WordPress to HTML Help needed

Hello,

I have some 1-page mini-sites that I created before in WordPress when I was using Divi builder. I am trying to use WordPress only when there would be a real intention of having a blog, other than that I think static pages would perform better and use fewer resources.

My goal is to Convert those 1-page sites to HTML using Pinegrow.

I started downloading one of those sites using “save as a webpage-complete”, as mentioned in this Pinegrow tutorial “Edit remote websites and web applications”.

The main page HTML files would be enabled to load later in Pinegrow and looks good in the browser, but checking code in VSCode, the styles are embedded in the main-HTML, and the code inside looks very messy, I guess due to the same reason.

Is there anybody that has experience working on this reverse process of WordPress to HTML, that can advise a better method or point me to a different tutorial?

Hello @arpagrow
you should find a first hint here: Static site generator - #5 by Emmanuel

Hello Emmanuel,

I uploaded the plugin in WP, and generated the files that downloaded in a folder to my desktop, all the files seem to be there, even some CSS files in random folders, but the styles weren’t preserved.

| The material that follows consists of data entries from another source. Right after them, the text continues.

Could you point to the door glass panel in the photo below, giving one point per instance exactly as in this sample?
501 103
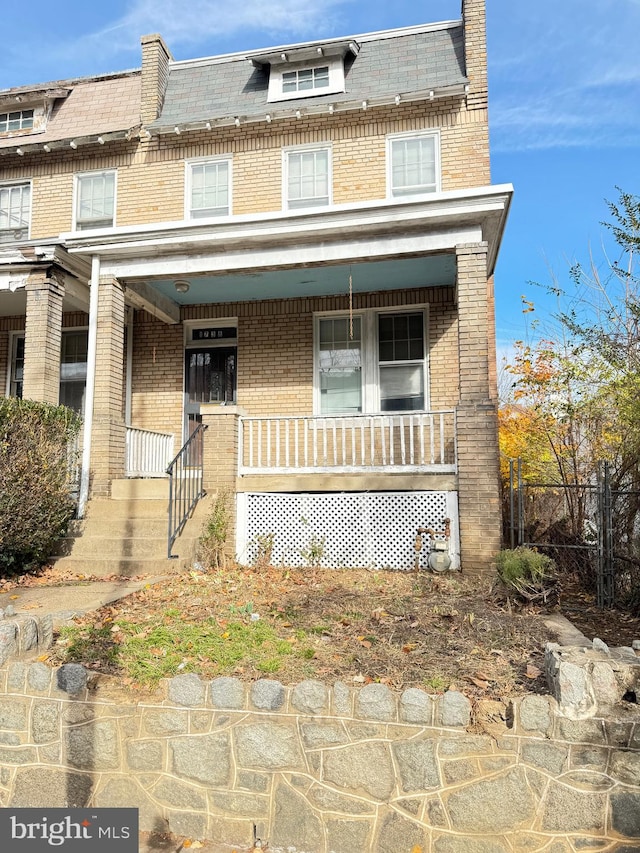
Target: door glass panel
211 375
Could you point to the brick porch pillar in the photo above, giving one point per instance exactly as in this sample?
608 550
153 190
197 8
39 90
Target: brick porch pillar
108 433
43 338
477 422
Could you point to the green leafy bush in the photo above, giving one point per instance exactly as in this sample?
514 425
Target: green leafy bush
35 500
528 573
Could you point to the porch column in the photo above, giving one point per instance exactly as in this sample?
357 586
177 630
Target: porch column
43 338
108 431
477 422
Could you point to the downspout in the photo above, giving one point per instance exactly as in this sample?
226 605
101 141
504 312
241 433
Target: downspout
91 384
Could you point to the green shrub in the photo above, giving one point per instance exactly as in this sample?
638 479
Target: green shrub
35 501
527 572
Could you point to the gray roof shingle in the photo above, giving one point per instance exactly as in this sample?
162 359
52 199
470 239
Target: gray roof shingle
387 66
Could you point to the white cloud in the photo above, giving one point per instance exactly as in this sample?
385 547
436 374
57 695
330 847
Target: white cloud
205 21
566 75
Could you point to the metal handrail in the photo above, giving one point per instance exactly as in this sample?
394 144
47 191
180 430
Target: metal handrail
185 484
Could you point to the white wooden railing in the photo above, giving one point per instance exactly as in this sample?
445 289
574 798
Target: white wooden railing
424 441
148 453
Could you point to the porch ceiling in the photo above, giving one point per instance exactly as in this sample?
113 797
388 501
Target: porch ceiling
327 280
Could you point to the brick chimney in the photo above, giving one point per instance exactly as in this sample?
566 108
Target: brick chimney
155 74
475 52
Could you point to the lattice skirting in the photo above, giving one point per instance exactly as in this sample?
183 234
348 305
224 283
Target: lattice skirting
348 529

Any workflow you have done with success creating the static pages with the plugin?

Alberto

I don’t have a big experience with the process but as you can see, you can configure the output with 3 choices:

  • Use absolute URL if you already know the domain that you will use
  • Use relative URLs
  • Save for offline use

I tried the “Save for offline use” option and it went well with the editing in Pinegrow. Structure, content and CSS were there.

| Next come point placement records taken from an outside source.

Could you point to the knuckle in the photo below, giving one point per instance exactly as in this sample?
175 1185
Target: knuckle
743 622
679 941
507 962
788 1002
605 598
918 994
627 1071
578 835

Whatever the choice, this is not an automagic & clean process. Depending on the WP theme, you will still have some work to do as there are possibly tons of useless scripts, css from divi … + the structure of the documents can be a bit weird, still because of the divi builder …

Yes, you are right,

I tried the save for offline use, and it didn’t work close either. I am aware that I will have to work on it to adjust the look and styles, but I wanted to minimize the effort as much as I could in the good sense.

I will try it with other of the minisites and see if it works better.

And you are right, the DIVI classes are a bunch of super long-phrase classes hard to tackle if you want to rename them.